The staff of the hospital consisted of two personnel components: permanently assigned and professional fillers or PROFIS. Under the FY07 MTOE, which appeared on 16 March 2007, the 10th Combat Support Hospital had 482 required positions, which consisted of 237 permanently assigned and 245 PROFIS. With the MRI conversion, this represented a shift with the number of permanently assigned personnel decreasing and the number of PROFIS increasing by approximately 40 each respectively. The backbone of a fully operational and functional hospital was the competent staff found under the canvas. An important part of that competent team was the PROFIS staff, which made up over half of the total staff and included the majority of the clinical professionals.

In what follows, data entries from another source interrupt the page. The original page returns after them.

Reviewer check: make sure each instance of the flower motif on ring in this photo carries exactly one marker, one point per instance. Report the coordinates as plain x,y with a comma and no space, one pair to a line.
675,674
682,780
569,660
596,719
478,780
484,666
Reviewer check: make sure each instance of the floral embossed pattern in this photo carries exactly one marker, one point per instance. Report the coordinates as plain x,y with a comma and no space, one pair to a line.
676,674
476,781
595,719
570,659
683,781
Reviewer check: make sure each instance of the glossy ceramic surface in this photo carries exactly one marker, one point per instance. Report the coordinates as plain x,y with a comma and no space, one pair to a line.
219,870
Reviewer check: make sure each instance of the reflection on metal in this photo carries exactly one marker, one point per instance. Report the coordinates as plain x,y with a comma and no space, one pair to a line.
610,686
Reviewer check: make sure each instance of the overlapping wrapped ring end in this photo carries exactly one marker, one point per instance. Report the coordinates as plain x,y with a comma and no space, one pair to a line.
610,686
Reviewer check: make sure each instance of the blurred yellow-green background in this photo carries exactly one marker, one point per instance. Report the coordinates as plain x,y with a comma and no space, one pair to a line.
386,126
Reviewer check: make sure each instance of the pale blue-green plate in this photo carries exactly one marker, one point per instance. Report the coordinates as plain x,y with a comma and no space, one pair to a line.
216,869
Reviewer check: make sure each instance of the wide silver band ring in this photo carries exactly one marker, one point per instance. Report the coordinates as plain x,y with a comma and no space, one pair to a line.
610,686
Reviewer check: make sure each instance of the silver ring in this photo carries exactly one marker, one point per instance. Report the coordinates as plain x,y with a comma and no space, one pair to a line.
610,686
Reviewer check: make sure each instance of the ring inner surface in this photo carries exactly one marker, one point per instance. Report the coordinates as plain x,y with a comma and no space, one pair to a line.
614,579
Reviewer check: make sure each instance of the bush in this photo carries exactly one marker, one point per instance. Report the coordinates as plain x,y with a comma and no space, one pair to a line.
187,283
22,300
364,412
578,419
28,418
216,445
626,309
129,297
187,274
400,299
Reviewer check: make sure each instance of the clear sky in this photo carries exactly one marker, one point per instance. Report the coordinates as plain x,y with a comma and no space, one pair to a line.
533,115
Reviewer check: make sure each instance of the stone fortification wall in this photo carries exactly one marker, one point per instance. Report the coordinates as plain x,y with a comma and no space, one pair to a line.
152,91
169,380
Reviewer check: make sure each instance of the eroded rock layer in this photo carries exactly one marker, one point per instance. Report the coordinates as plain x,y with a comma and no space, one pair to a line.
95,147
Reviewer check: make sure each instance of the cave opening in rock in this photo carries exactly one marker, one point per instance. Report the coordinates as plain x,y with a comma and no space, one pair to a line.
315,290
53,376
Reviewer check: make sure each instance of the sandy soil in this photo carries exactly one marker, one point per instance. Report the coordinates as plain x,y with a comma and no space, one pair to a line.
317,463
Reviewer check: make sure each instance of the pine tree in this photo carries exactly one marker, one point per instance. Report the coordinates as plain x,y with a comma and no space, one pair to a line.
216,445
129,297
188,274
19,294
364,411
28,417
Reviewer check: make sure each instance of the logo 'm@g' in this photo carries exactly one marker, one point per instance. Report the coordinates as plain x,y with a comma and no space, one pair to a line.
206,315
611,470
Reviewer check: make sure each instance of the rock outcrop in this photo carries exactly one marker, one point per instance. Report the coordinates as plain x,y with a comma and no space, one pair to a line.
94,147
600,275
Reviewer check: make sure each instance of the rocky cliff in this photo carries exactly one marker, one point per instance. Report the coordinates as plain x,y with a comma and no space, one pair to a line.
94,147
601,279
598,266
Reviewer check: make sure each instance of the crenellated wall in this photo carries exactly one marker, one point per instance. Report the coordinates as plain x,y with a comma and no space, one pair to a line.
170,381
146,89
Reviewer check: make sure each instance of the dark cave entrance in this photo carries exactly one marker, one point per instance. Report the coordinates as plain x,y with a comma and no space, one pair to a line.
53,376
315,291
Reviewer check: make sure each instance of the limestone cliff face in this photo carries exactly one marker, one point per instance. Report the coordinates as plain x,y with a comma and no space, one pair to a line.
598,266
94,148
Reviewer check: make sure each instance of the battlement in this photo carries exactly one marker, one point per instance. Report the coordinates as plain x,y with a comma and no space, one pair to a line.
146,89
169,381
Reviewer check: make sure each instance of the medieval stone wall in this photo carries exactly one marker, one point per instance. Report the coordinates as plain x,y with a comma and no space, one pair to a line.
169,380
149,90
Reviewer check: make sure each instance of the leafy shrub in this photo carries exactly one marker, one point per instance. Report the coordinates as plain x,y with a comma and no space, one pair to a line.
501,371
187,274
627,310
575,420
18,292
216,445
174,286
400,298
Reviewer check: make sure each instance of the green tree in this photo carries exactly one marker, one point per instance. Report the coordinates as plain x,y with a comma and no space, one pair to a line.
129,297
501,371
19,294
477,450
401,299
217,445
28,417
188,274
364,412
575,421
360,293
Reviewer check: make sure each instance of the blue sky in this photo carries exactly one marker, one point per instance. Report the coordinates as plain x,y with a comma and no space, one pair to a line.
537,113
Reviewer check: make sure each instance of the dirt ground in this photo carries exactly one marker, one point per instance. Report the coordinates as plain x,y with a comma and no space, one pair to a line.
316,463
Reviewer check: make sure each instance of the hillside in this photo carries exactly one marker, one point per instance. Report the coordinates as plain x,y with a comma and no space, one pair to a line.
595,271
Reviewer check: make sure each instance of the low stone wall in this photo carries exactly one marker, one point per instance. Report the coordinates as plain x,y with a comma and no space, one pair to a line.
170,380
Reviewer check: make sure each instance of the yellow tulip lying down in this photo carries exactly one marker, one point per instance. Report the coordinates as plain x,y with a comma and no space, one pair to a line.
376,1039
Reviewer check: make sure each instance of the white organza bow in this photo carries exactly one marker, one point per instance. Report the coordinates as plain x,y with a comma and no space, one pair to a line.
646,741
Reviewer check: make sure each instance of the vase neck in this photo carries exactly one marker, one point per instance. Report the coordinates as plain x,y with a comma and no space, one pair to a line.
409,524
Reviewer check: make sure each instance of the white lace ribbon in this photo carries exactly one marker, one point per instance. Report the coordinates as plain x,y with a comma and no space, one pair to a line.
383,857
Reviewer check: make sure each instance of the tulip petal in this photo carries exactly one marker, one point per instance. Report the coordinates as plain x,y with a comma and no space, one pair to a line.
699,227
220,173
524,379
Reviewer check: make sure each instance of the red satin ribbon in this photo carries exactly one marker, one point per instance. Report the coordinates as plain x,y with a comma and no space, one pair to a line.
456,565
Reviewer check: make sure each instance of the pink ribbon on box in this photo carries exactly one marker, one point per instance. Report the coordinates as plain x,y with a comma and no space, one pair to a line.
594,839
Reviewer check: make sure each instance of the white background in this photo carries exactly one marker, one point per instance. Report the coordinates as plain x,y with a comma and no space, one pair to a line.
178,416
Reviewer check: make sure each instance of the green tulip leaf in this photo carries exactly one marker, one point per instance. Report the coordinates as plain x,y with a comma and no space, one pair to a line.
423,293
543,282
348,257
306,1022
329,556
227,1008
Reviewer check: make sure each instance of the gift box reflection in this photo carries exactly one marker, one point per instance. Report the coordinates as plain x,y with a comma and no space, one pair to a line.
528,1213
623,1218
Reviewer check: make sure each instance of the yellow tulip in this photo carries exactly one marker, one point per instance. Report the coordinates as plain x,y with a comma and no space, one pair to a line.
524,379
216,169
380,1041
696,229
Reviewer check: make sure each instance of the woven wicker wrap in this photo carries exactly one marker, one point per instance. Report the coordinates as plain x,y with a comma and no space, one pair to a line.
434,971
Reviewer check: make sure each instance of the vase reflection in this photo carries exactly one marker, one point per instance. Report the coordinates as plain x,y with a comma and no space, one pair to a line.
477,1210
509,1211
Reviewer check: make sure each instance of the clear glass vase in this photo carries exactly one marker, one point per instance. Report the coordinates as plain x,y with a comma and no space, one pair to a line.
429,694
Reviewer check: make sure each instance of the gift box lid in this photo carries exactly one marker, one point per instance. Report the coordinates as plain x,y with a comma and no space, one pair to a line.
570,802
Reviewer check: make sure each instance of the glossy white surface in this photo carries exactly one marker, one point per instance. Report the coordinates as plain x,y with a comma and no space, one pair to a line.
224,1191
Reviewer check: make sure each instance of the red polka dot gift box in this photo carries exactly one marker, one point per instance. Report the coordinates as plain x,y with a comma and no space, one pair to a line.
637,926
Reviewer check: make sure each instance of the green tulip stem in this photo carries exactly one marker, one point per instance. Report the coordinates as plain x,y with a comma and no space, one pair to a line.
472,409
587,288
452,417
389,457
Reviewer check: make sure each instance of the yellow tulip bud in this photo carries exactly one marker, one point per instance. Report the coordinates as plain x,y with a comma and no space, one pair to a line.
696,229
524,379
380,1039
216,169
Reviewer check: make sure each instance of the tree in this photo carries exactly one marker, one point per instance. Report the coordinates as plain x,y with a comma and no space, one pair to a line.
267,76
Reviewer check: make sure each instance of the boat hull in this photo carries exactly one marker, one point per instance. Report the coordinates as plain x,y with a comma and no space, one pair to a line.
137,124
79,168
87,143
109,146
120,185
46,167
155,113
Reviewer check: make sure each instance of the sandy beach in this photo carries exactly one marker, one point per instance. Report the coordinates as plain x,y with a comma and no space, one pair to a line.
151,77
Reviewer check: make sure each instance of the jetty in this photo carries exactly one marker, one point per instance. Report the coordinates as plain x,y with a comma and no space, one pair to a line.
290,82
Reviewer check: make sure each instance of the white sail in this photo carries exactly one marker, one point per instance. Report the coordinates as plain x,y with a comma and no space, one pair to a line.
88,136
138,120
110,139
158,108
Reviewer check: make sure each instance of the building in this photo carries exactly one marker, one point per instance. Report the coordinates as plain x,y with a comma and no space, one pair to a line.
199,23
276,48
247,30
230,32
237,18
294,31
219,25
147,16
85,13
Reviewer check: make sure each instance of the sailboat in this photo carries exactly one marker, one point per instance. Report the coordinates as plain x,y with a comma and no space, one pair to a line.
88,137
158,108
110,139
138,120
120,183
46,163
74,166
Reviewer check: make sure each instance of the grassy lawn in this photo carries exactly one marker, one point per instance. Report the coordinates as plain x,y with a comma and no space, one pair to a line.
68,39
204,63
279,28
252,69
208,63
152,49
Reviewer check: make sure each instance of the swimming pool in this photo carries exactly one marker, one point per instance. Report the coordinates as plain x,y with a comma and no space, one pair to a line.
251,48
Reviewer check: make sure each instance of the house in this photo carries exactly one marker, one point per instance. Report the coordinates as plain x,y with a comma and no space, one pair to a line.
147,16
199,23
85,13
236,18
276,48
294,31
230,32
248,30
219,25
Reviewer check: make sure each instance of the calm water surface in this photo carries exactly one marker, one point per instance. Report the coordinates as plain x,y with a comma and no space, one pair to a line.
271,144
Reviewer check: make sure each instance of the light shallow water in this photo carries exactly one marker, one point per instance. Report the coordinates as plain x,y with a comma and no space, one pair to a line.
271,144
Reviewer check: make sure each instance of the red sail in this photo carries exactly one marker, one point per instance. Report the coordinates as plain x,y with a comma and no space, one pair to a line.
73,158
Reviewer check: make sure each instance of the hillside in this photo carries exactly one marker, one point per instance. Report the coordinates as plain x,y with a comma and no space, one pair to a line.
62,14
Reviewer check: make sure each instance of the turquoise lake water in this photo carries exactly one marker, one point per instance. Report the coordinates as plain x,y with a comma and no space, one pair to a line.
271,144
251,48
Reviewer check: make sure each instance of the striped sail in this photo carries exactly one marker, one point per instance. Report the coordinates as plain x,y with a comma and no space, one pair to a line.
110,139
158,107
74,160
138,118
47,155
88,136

In an ideal world, the 10th Field Hospital would have had all personnel assigned and training on a daily basis in anticipation for worldwide deployments. Unfortunately, that arrangement would become a detriment to the clinical skills of the medical, nursing, and specialty staff. Therefore, a system was required whereby the majority of time could be spent in a real clinical environment, where skills could be developed and maintained. That system, the PROFIS program, allowed clinical staff to maintain clinical proficiency while developing unit relationships and training for deployment with their designated PROFIS unit. Likened to a "break glass when needed" piece of equipment, PROFIS were assigned to the 10th Field Hospital on paper and were requested when the need arose for professionals to round out the staffing requirements for a particular mission.